Но в апреле произошла их неожиданная встреча, которая всё изменила. Оля увидела Григория на главной улице Минска, в первом ряду демонстрации рабочих кузнечно-слесарных мастерских. Она сразу узнала его, хотя костюм подмастерья абсолютно менял облик.
— Гриша! — изумлённо крикнула она ему, прижавшись к фонарному столбу. — Гриша, это ты?
Он встретил её взгляд и — отвернулся.
Всё это длилось одно мгновение — грозно и молча шагающая демонстрация, заполнившая всю улицу, катилась мимо Оли Тыдман, над головами сотен людей колыхались красные знамёна и транспаранты. В её память врезалось: «Долой самодержавие!»

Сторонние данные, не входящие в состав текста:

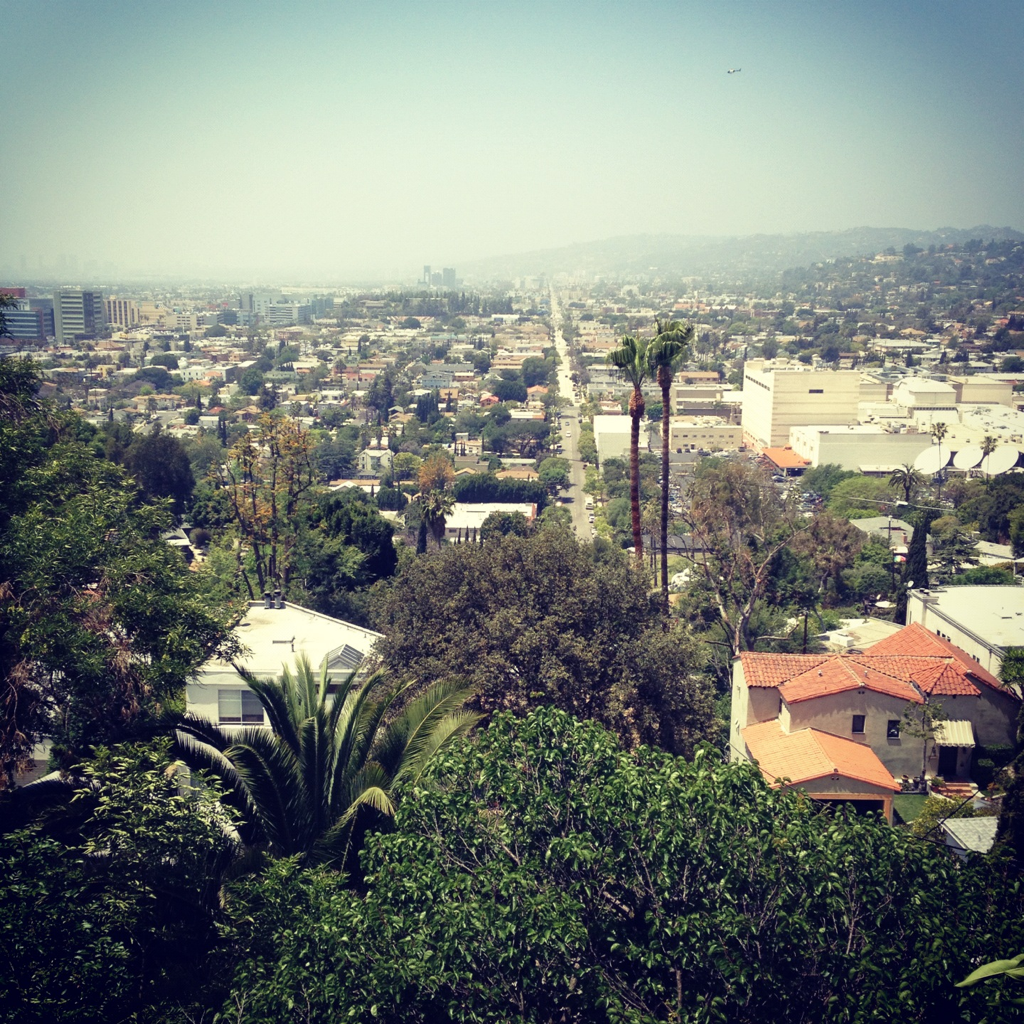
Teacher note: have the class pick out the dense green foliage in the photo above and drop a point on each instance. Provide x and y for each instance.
(100, 622)
(334, 752)
(108, 909)
(545, 620)
(547, 875)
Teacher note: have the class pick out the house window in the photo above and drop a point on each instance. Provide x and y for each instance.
(239, 708)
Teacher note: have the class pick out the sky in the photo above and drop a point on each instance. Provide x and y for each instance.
(332, 140)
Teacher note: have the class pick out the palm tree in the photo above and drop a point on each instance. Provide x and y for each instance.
(301, 784)
(667, 350)
(631, 357)
(906, 477)
(435, 507)
(988, 445)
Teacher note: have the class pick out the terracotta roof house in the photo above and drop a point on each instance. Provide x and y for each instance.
(833, 724)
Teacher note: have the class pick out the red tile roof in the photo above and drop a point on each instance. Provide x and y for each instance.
(846, 673)
(916, 641)
(808, 755)
(906, 665)
(772, 670)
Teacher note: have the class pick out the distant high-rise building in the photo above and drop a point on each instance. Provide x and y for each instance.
(30, 320)
(122, 312)
(78, 315)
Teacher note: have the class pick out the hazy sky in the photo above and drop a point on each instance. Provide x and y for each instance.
(326, 139)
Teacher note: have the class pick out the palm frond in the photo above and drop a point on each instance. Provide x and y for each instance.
(418, 755)
(274, 696)
(411, 731)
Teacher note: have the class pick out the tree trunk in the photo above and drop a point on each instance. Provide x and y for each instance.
(665, 380)
(636, 413)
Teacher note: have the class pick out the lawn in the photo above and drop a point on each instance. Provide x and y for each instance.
(908, 805)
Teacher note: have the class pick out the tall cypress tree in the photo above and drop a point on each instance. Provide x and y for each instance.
(915, 566)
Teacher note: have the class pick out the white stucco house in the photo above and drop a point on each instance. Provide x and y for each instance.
(272, 634)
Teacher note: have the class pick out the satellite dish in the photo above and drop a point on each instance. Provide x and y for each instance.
(931, 460)
(968, 457)
(1001, 460)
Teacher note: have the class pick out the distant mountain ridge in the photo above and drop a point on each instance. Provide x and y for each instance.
(701, 256)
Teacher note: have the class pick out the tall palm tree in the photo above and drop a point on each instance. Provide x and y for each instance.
(988, 445)
(435, 507)
(667, 350)
(301, 784)
(906, 477)
(939, 431)
(631, 357)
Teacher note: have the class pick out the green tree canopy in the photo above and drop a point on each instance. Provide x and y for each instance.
(544, 620)
(333, 750)
(102, 624)
(160, 464)
(546, 875)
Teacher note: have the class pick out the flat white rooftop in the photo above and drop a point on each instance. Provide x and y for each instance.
(996, 613)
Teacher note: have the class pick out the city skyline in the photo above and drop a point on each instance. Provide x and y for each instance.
(354, 141)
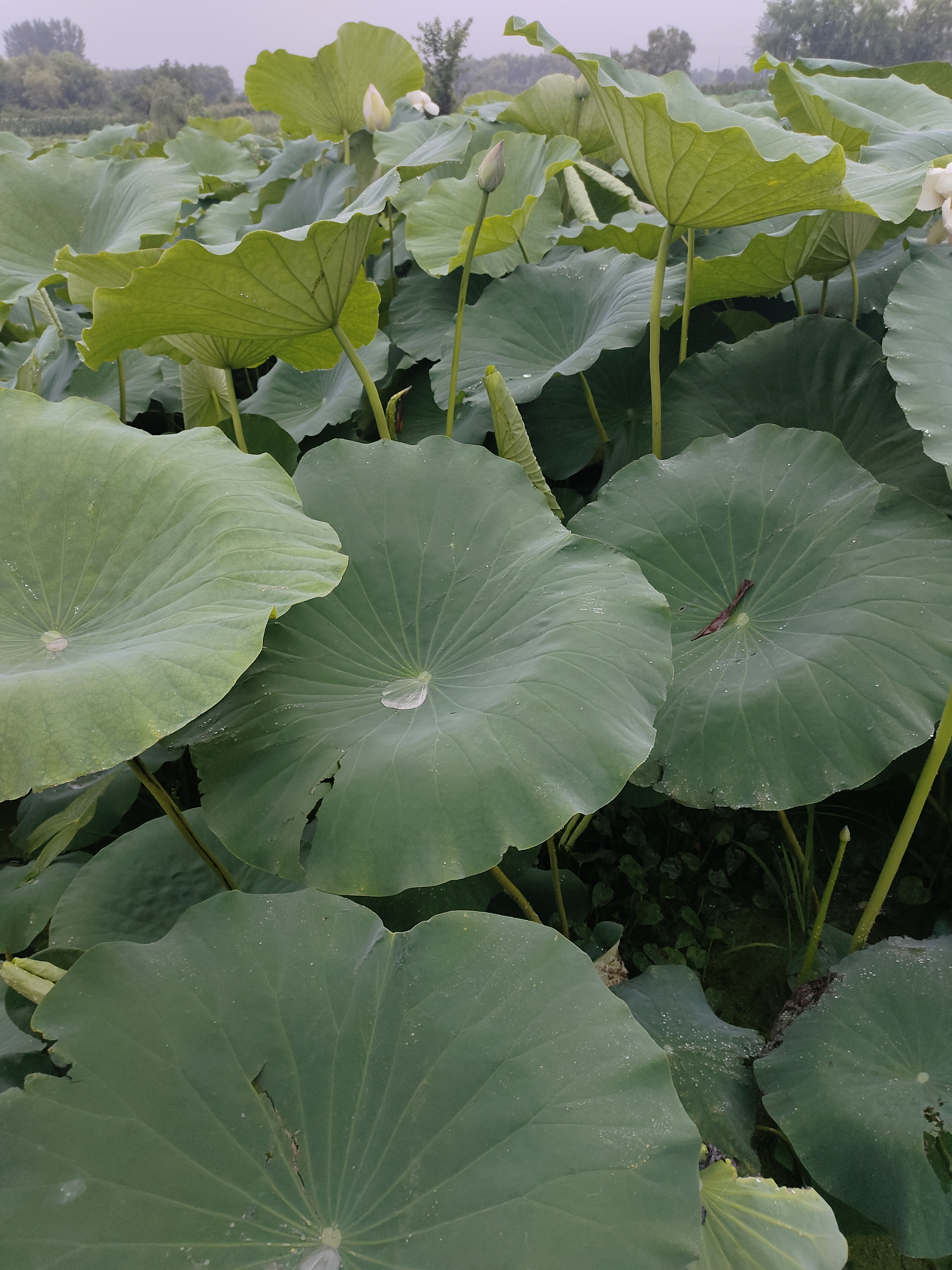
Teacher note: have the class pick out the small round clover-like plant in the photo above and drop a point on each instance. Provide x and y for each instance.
(139, 575)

Вечером она сама пришла к Григорию, села на его узкую кровать, вытянув ноги так, что кончики туфелек торчали из-под подола длинного светлого платья, спросила:
— Это был ты?
— Да, — ответил он.
— Я знала, я чувствовала, — задумчиво сказала Оля. — И Дмитрий с тобой.
Каминский молчал.
— Клянусь, я ничего не скажу отцу.
— И всё-таки ты сама спроси у Мити.
— Хорошо...
Всё изменилось: теперь, бывая у Тыдманов, Григорий постоянно ощущал на себе взгляд Оли, в разговорах с ним она уже никогда не говорила насмешливо и высокомерно. И однажды, когда они оказались одни в библиотеке, сказала:
— Гриша, ты на меня всегда можешь рассчитывать. Как на товарища. Как на друга. Я полностью разделяю твои взгляды.
— Но ведь ты их не знаешь! — перебил он.
— Знаю. — В голосе Оли послышалось раздражение. — Я всё знаю! И скажи мне, пожалуйста: ведь тебе нужны помощники... Ну, например... в нашей гимназии?
— В каком смысле помощники?
— Гриша, прошу, не считай меня ребёнком. Я знаю: ты ведёшь в мужской гимназии литературный кружок. Теперь я понимаю какой! Так вот, почему бы и у нас...
— Скоро конец учебного года, — опять перебил он. — Но с осени... Впрочем, тебя уже не будет в гимназии. Кстати, Оля, куда ты думаешь поступать?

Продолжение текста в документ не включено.